Let $ x + y + z = k$, then $ x^2 + y^2 + z^2 - xy - yz - zx = \frac {1}{k}$ and clearly $ k > 0$. Now we obtain \[ x^2 + y^2 + z^2 + 2(xy + yz + zx) = k^2 \] \[ xy + yz + zx = \frac {k^3 - 1}{3k} \] \[ x^2 + y^2 + z^2 = \frac {k^3 + 2}{3k} \ge 1 \] by AM-GM Inequality. Let $ x = y = 0$ dan $ z = 1$, we know that the minimum value is $ 1$.

let $x^2+y^2+z^2=q,x+y+z=p$ then $p(q-\frac{p^2-q}{2}=1$ hence $q=\frac{\frac{2}{p}+p^2}{3}$ by derivatives when $p=1,q_{min}=1$ QED

littletush wrote: let $x^2+y^2+z^2=q,x+y+z=p$ then $p(q-\frac{p^2-q}{2}=1$ hence $q=\frac{\frac{2}{p}+p^2}{3}$ by derivatives when $p=1,q_{min}=1$ QED Actually you don't need derivatives. By AM-GM, $\frac{\frac{2}{p}+p^2}{3}=\frac{1}{3}\left(\frac{1}{p}+\frac{1}{p}+p^2\right)\ge \frac{1}{3}\left(3\sqrt[3]{\frac{1}{p} \frac{1}{p} p^2}\right)=\boxed{1}$. (Equality occurs iff $\frac{1}{p}=p^2\Rightarrow p=1$.)
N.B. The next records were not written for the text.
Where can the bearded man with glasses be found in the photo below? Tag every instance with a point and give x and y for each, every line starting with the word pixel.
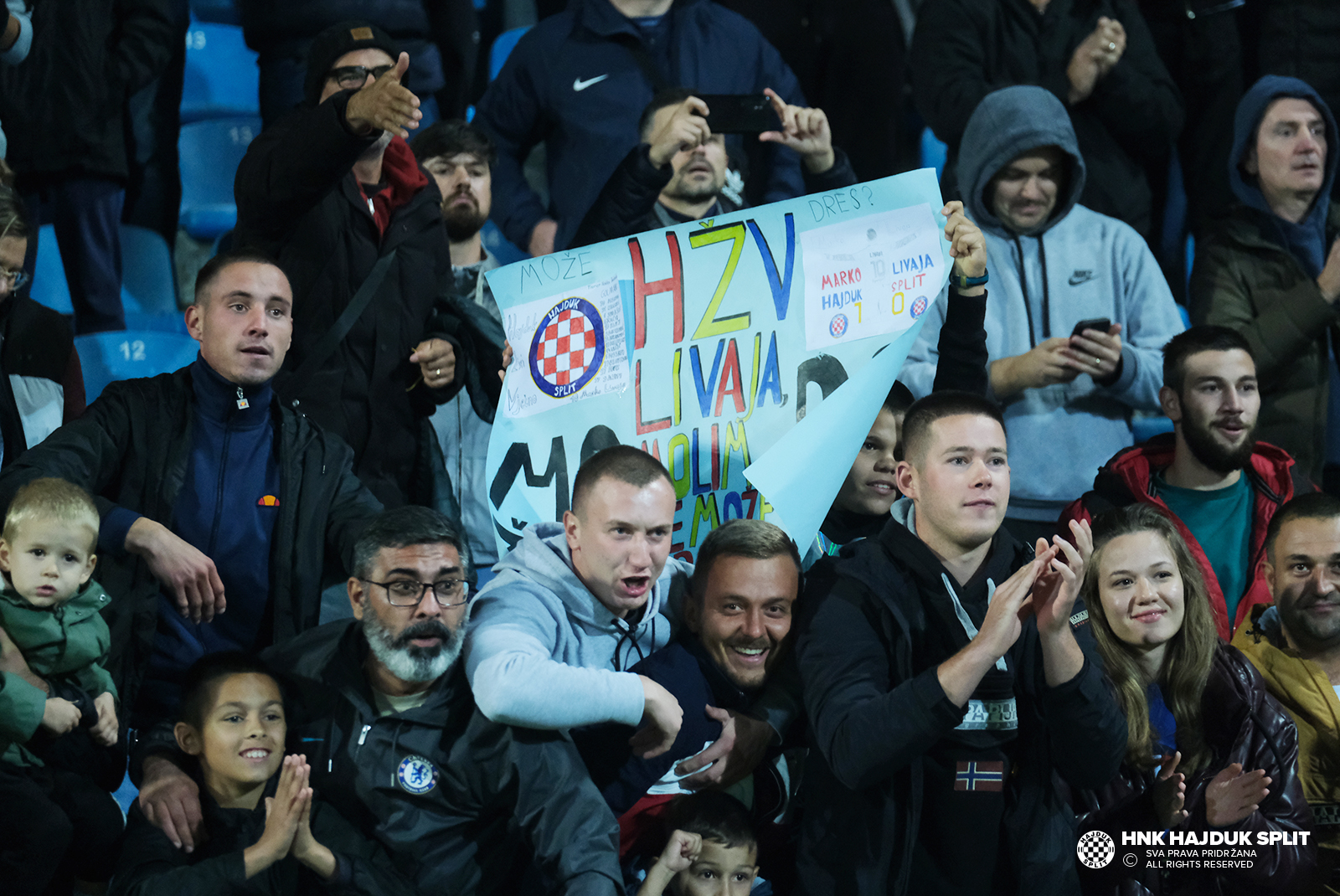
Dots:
pixel 390 730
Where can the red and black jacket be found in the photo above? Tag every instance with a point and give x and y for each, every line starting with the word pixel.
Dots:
pixel 1129 478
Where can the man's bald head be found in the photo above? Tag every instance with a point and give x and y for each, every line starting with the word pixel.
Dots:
pixel 209 274
pixel 621 462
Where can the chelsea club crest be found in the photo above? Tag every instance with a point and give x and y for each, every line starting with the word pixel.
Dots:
pixel 415 775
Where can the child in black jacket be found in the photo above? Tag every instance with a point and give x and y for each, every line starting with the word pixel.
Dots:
pixel 265 831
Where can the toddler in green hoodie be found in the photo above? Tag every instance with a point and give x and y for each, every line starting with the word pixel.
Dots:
pixel 50 611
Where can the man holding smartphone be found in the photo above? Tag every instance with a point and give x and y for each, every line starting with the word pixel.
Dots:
pixel 1079 308
pixel 580 80
pixel 680 170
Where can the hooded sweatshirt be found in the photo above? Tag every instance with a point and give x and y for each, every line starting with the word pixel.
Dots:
pixel 1079 265
pixel 543 652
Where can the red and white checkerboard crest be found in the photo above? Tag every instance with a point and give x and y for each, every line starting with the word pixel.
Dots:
pixel 567 348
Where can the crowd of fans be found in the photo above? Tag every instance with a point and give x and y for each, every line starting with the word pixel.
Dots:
pixel 1020 645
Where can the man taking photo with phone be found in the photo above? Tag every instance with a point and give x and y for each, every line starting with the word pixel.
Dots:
pixel 1079 308
pixel 680 170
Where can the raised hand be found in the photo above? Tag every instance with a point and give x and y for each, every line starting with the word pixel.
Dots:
pixel 283 813
pixel 966 244
pixel 804 130
pixel 306 848
pixel 437 362
pixel 1170 793
pixel 685 129
pixel 59 715
pixel 1233 795
pixel 741 746
pixel 106 730
pixel 661 721
pixel 385 105
pixel 180 567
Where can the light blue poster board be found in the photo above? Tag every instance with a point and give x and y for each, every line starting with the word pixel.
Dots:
pixel 750 353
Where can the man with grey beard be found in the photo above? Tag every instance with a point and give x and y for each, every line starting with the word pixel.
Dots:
pixel 335 194
pixel 385 717
pixel 1296 647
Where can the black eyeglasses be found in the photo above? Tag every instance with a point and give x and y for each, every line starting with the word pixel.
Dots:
pixel 13 277
pixel 353 76
pixel 408 592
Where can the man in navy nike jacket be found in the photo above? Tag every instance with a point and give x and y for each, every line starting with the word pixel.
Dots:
pixel 580 82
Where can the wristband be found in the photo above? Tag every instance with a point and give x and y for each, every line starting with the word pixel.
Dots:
pixel 964 281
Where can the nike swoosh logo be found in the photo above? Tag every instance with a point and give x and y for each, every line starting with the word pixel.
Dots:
pixel 582 85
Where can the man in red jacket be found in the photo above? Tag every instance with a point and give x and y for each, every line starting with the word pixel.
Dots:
pixel 1210 477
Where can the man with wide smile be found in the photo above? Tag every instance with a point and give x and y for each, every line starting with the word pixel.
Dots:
pixel 737 626
pixel 1212 477
pixel 575 605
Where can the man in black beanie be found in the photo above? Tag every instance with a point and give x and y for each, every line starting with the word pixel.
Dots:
pixel 335 194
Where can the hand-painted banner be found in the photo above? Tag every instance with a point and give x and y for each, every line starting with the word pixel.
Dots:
pixel 734 334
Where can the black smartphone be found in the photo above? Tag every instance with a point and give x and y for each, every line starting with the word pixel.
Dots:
pixel 1100 324
pixel 740 113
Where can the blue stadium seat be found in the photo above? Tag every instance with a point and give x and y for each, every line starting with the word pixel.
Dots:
pixel 49 275
pixel 147 281
pixel 499 245
pixel 147 284
pixel 129 354
pixel 221 75
pixel 209 154
pixel 221 11
pixel 933 153
pixel 502 46
pixel 1146 428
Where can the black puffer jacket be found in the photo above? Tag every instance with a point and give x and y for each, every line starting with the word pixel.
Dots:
pixel 299 203
pixel 1245 725
pixel 964 49
pixel 64 106
pixel 491 793
pixel 874 717
pixel 131 449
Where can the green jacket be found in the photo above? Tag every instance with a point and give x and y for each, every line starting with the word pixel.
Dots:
pixel 1245 281
pixel 64 645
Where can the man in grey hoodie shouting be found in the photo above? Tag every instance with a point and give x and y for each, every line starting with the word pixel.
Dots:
pixel 1067 390
pixel 578 603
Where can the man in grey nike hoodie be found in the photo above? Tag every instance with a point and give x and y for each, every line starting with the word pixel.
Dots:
pixel 1054 263
pixel 576 603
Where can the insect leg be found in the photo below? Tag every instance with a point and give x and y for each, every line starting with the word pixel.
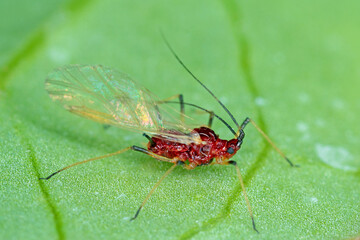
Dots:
pixel 249 120
pixel 211 118
pixel 85 161
pixel 244 191
pixel 154 188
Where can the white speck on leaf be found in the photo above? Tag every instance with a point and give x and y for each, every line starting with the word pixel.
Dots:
pixel 338 104
pixel 260 101
pixel 337 157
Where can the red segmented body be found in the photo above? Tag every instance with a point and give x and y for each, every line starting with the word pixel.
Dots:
pixel 197 154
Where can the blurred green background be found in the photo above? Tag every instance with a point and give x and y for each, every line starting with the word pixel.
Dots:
pixel 292 66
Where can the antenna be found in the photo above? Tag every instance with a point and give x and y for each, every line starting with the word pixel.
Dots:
pixel 194 77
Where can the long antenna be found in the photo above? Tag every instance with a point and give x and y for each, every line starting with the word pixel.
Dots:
pixel 188 70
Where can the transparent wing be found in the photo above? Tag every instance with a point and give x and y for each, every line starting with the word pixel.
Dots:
pixel 111 97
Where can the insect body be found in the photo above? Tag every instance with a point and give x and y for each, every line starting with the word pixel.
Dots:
pixel 107 96
pixel 197 154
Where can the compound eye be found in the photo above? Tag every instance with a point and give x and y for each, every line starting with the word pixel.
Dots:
pixel 230 150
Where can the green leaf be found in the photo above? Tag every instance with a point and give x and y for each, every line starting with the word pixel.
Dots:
pixel 291 66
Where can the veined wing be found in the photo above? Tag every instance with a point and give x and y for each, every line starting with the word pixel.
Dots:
pixel 111 97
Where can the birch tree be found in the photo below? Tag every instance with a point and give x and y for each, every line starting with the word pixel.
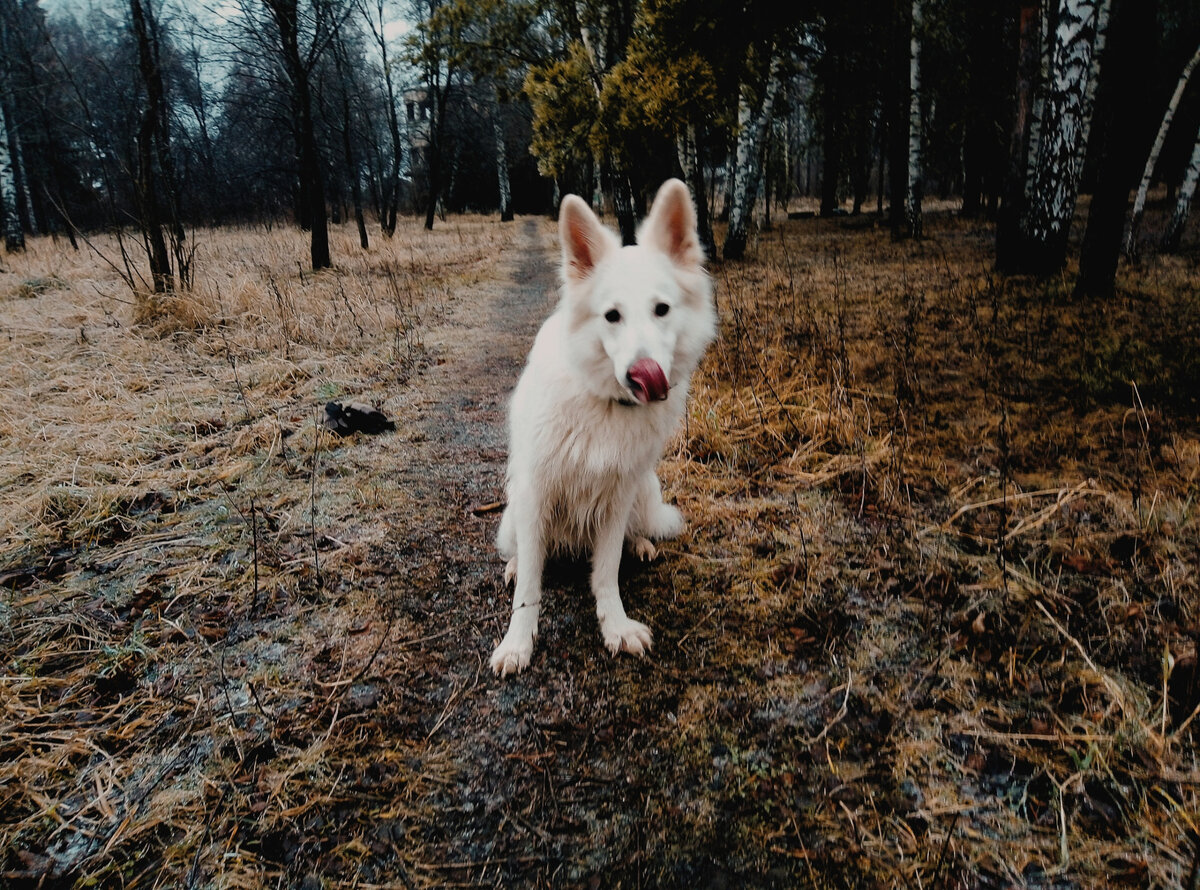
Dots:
pixel 1139 203
pixel 1174 235
pixel 1093 80
pixel 1055 179
pixel 748 169
pixel 346 85
pixel 155 186
pixel 13 236
pixel 1121 131
pixel 295 35
pixel 502 157
pixel 916 185
pixel 373 13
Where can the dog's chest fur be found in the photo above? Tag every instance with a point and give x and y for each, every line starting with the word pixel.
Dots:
pixel 587 459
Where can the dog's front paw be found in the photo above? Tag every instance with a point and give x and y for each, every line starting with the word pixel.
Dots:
pixel 624 635
pixel 511 657
pixel 645 549
pixel 666 522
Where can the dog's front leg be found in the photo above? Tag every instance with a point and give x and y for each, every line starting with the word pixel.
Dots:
pixel 515 650
pixel 619 632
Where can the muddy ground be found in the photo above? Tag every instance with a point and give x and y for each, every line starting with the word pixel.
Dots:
pixel 933 625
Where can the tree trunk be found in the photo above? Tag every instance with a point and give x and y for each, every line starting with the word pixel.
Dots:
pixel 1139 204
pixel 1174 235
pixel 1051 199
pixel 1117 132
pixel 1041 80
pixel 916 184
pixel 502 157
pixel 312 184
pixel 691 164
pixel 389 190
pixel 13 236
pixel 749 164
pixel 150 175
pixel 831 139
pixel 1093 80
pixel 898 106
pixel 352 167
pixel 1012 209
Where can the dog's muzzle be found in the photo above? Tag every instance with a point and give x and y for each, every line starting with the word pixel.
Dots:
pixel 647 382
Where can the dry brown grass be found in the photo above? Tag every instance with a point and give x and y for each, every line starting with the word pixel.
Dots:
pixel 937 491
pixel 935 624
pixel 160 509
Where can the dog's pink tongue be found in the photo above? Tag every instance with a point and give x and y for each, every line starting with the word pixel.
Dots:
pixel 648 382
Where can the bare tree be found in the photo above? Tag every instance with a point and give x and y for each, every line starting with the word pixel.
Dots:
pixel 373 13
pixel 1183 198
pixel 294 36
pixel 1050 187
pixel 1147 174
pixel 13 234
pixel 748 167
pixel 155 184
pixel 916 128
pixel 346 86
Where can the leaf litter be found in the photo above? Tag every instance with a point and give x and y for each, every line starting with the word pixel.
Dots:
pixel 934 623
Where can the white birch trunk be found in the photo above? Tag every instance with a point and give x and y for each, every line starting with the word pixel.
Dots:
pixel 13 238
pixel 1056 179
pixel 1183 200
pixel 749 160
pixel 685 150
pixel 502 160
pixel 1139 202
pixel 916 186
pixel 1037 109
pixel 1093 80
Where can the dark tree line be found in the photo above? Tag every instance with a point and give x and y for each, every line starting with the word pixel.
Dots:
pixel 154 118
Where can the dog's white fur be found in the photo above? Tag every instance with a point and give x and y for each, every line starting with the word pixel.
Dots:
pixel 583 436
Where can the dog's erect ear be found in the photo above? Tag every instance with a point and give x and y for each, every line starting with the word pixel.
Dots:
pixel 671 226
pixel 586 241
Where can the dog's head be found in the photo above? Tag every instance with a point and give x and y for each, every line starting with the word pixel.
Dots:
pixel 640 316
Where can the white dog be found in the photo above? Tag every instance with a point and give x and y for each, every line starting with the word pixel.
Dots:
pixel 605 385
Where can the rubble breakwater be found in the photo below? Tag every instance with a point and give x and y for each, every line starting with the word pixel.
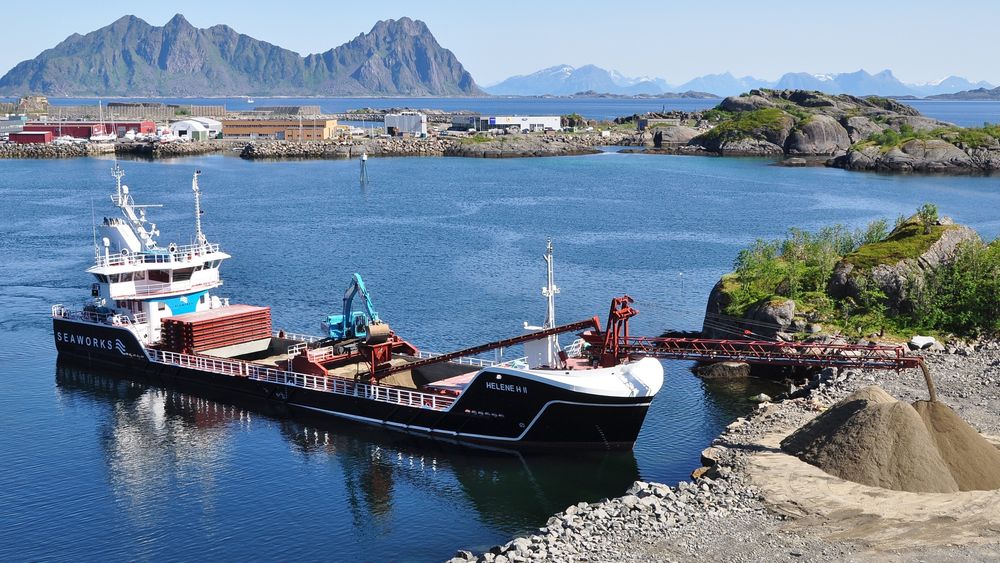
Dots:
pixel 52 150
pixel 501 146
pixel 725 513
pixel 477 146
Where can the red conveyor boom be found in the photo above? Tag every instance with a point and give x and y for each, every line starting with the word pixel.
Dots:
pixel 815 354
pixel 593 323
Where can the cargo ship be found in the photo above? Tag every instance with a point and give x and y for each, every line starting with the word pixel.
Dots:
pixel 154 313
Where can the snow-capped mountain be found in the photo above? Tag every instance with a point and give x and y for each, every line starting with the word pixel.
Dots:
pixel 565 80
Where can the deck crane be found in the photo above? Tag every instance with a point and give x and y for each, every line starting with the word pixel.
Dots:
pixel 362 325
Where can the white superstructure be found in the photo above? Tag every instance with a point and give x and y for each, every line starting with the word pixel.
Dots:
pixel 140 281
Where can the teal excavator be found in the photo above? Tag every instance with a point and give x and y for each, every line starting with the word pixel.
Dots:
pixel 362 325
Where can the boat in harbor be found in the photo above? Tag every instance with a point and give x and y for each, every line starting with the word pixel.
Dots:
pixel 154 313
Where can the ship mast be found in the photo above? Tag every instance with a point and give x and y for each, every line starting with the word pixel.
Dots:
pixel 118 174
pixel 198 235
pixel 550 290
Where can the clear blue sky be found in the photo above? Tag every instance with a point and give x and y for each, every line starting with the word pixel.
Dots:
pixel 919 40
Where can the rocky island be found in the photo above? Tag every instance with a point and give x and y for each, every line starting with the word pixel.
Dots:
pixel 854 464
pixel 859 133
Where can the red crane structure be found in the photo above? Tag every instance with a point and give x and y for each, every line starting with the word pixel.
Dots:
pixel 616 344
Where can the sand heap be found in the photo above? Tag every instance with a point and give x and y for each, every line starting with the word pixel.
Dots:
pixel 871 438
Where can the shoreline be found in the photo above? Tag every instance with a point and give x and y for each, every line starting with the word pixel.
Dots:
pixel 502 146
pixel 505 146
pixel 729 512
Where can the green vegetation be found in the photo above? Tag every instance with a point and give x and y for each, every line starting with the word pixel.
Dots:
pixel 973 137
pixel 906 241
pixel 797 267
pixel 759 122
pixel 962 297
On the other hand, here is an unfortunate substitution I found which leads to an obvious use of derivatives. By the "difference of three cubes" (this is the official name) factorization we have $x^3+y^3+z^3-3xyz=(x+y+z)(x^2+y^2+z^2-xy-yz-zx)=1$. Let $a:=x+y+z$ and $b:=xy+yz+zx$ so that the equation becomes $a(a^2-3b)=1$. We want to minimize $a^2-2b$, so we let $X:=a^2-2b$ to get $a(X-b)=1\Rightarrow X=\frac{1}{a}+\frac{b}{a}$. Now solving $a(a^2-3b)=1$ for $b$ gives $b=\frac{a^2-\frac{1}{a}}{3}$. Hence, substituting into our $X$-equation and simplifying, we obtain $X=\frac{a^2+3a-1}{3a^2}$. Differentiating $X$ w.r.t. $a$ and setting it equal to $0$ to find the minimum yields \begin{align*}X' & =\frac{a^3-3a+2}{3a^3}=0\\ &\Leftrightarrow a^3-3a+2=0\\ &\Leftrightarrow (a-1)^2(a+2)=0.\end{align*} Clearly $a>0$ (which can be seen from $a((x-y)^2+(y-z)^2+(z-x)^2)=1$), hence if there is a minimum it must occur at $a=1$. Now $X''=\frac{2(a-1)}{a^4}$ which is $0$ at $a=1$. So we evaluate $X'$ at $a\pm \epsilon$ to find that the function is increasing at $a=1$. Thus, there exists a minimum at this value of $a$. Finally, plugging $a=1$ into into $X$ yields $\boxed{X=1}$, which is the desired minimum.